Самым прискорбным во всей картине было то, что, хотя прошло уже много месяцев со времени, когда были произведены эти разрушения, братия, полностью утратив мужество и решимость, не осмеливалась даже очистить церковь от мусора и навести в ней какое-то подобие порядка. Сделать это можно было без особого труда. Но оставшиеся здесь немногочисленные члены некогда могущественной корпорации были скованы ужасом и, сознавая, что им позволяют остаться на старом месте только из попустительства и жалости, не отваживались сделать какой-нибудь шаг, который можно было бы истолковать как утверждение ими своих старинных прав, и удовлетворялись тайным отправлением религиозных обрядов, стараясь делать это как можно более незаметным образом.
Двое или трое старших по возрасту братьев скончались, не выдержав тяжких испытаний своего времени, и, чтобы их похоронить, развалины несколько расчистили. Под одной из плит обрел вечное упокоение отец Николай, и надпись на ней особо упоминала о том, что он принимал обеты от вступавших в орден, когда во главе монастыря стоял аббат Ингильрам — то есть в тот период времени, к которому он так часто возвращался в своих воспоминаниях. Другая, более поздняя плита скрывала под собой бренные останки ризничего Филиппа, известного своей прогулкой по воде в обществе эвенелского призрака; на третьей, появившейся совсем недавно, были изображены контуры митры и начертана краткая надпись: «Hie jacet Eustacius Abbas»,note 22 — ибо никто не решался добавить хотя бы слово похвалы учености этого иеромонаха и его ревностной деятельности во славу римско-католического вероучения.
Мэгделин Грейм разглядывала одну за другой надписи на могильных плитах, внимательно вчитывалась в них; дольше всего ее взор задержался на гробнице отца Евстафия.
— Счастливым для тебя, но несчастным для церкви, — сказала она, — был тот час, когда ты нас покинул.
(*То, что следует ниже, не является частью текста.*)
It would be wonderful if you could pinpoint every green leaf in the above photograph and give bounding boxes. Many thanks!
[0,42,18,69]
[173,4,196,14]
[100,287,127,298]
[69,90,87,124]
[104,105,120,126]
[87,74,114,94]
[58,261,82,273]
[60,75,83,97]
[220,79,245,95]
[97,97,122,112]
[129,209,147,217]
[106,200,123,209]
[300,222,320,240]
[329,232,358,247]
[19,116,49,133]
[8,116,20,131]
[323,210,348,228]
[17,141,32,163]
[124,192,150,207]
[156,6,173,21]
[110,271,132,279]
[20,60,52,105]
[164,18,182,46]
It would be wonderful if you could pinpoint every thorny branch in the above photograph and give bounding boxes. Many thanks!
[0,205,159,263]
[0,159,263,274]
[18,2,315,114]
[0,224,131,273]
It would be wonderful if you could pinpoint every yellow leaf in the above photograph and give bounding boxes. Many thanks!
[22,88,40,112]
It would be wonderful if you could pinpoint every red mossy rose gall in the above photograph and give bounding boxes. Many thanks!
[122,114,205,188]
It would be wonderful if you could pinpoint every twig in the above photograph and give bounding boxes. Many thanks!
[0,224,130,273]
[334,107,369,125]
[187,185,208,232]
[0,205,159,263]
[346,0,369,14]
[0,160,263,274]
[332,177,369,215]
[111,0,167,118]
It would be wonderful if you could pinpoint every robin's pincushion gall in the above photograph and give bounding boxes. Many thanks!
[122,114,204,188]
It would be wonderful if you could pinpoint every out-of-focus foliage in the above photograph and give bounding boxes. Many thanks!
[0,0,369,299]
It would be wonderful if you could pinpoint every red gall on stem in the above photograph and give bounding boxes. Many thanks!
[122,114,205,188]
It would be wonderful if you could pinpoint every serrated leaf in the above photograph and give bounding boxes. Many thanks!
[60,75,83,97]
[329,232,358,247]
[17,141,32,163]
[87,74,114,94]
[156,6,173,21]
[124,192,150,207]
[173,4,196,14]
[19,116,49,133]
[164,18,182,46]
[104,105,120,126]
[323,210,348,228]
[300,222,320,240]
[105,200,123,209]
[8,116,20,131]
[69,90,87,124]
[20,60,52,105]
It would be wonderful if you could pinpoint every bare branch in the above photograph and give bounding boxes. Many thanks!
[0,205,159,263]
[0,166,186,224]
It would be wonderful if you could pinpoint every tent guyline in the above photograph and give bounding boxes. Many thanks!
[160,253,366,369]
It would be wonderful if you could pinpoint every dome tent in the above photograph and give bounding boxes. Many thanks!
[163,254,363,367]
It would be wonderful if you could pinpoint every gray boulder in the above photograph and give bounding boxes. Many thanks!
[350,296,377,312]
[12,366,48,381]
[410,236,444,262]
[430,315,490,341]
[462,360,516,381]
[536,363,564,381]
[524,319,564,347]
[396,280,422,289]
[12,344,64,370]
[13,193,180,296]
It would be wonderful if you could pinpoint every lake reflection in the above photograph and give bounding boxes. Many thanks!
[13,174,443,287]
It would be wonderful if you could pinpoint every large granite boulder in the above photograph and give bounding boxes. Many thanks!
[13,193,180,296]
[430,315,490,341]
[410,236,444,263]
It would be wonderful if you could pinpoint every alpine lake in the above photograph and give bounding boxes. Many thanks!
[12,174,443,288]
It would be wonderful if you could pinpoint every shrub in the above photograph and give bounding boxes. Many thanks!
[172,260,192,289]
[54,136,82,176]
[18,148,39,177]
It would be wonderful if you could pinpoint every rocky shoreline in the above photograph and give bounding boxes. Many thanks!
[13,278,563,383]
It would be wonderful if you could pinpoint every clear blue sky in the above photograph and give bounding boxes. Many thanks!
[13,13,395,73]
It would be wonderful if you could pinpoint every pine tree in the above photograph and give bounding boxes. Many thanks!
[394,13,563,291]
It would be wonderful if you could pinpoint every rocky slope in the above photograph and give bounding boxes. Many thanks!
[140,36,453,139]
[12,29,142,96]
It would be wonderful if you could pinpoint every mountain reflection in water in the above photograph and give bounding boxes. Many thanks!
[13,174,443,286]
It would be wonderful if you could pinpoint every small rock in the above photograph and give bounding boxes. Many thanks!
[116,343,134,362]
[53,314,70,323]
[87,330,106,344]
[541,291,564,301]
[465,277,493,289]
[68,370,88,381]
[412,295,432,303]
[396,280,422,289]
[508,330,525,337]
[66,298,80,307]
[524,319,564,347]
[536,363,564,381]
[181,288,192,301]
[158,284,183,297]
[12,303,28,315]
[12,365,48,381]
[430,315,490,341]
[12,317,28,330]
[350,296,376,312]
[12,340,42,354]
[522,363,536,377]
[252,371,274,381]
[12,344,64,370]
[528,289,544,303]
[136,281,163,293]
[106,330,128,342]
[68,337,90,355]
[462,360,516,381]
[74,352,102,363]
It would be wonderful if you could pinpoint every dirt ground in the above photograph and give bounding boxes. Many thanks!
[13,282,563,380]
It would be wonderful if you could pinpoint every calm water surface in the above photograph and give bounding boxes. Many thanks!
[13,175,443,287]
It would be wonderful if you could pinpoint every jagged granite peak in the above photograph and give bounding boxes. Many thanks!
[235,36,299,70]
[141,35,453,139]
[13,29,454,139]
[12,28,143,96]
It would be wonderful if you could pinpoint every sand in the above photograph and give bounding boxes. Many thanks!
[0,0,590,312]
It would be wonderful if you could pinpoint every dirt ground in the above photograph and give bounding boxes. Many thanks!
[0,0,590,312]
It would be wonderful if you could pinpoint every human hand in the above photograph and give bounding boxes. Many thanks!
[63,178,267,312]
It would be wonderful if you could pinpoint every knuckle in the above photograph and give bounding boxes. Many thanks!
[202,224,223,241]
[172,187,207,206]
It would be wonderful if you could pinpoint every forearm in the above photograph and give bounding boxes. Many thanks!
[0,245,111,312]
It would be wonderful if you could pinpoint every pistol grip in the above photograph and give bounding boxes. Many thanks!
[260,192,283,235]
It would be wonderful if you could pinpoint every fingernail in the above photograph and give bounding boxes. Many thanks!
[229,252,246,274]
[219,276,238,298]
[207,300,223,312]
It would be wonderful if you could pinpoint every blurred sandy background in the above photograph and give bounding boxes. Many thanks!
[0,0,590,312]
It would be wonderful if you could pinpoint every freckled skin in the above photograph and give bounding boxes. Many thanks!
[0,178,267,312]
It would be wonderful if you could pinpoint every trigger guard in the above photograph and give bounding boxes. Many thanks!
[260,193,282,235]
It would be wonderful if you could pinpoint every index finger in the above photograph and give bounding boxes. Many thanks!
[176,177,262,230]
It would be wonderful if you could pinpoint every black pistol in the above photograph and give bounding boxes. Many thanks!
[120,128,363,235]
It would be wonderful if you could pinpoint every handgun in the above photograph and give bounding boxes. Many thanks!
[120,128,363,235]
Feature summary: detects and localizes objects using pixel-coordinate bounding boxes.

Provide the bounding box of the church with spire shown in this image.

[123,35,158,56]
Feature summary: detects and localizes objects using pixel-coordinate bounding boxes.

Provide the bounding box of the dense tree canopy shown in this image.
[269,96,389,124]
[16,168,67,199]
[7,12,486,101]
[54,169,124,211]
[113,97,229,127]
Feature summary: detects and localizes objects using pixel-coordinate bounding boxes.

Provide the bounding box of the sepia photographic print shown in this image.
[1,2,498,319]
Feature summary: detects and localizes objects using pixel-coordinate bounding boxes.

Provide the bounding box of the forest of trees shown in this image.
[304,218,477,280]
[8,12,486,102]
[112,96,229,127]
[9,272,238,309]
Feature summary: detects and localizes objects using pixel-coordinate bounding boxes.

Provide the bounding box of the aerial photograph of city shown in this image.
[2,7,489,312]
Да осенит нас твой дух, святой праведник, да побудит он твоего преемника следовать по твоим стопам и внушит ему такую же смелость и находчивость, такое же рвение и благоразумие, каким отличался ты, — а по благочестию своему он не уступает даже тебе.
В то время, когда она произносила эти слова, боковая дверь, которая вела в проход, соединявший церковь с домом аббата, открылась настежь, чтобы братия могла вступить на клирос и сопровождать к главному алтарю избранного ею духовного отца.
В прежние времена это зрелище было одним из самых пышных среди тех, которые придумало римское духовенство с целью возбуждать в верующих благоговейное чувство. Пока должность аббата оставалась незанятой, длилось состояние траура, или, по символическому обозначению монахов, — вдовства; эта печальная пора сменялась радостью и ликованием, когда избирался новый настоятель. В таких торжественных случаях створчатые двери распахивались настежь, и на пороге появлялся новый аббат в полном облачении, соответствующем его высокому сану, с кольцом и посохом, в мантии и в митре; перед ним шли седовласые знаменосцы со штандартами и юные служки с кадилами, а позади шествовала почетная свита из монахов. Все это, как и прочие детали церемонии, преследовало цель — как можно торжественнее возвестить о вручении высших полномочий новому избраннику. Его появление служило сигналом к тому, чтобы орган и хор грянули величественное «Jubilate»note 23, к которому присоединялись мощные возгласы «Аллилуйя!» всей собравшейся паствы. Теперь же все было по-иному. Среди всеобщего развала и запустения семь или восемь стариков, согбенных и ослабевших под бременем годов, а также от горя и страха, в наскоро напяленном облачении своего ордена, ныне запрещенном, брели словно какая-то процессия призраков, по грудам щебня от двери к главному алтарю, чтобы там провозгласить избранного ими настоятеля владыкой этих руин. Они походили на кучку заблудившихся путешественников, выбирающую себе предводителя в Аравийской пустыне, или на команду потерпевшего крушение корабля, назначающую одного из своих сотоварищей капитаном на каком-то скалистом острове, куда их забросила судьба.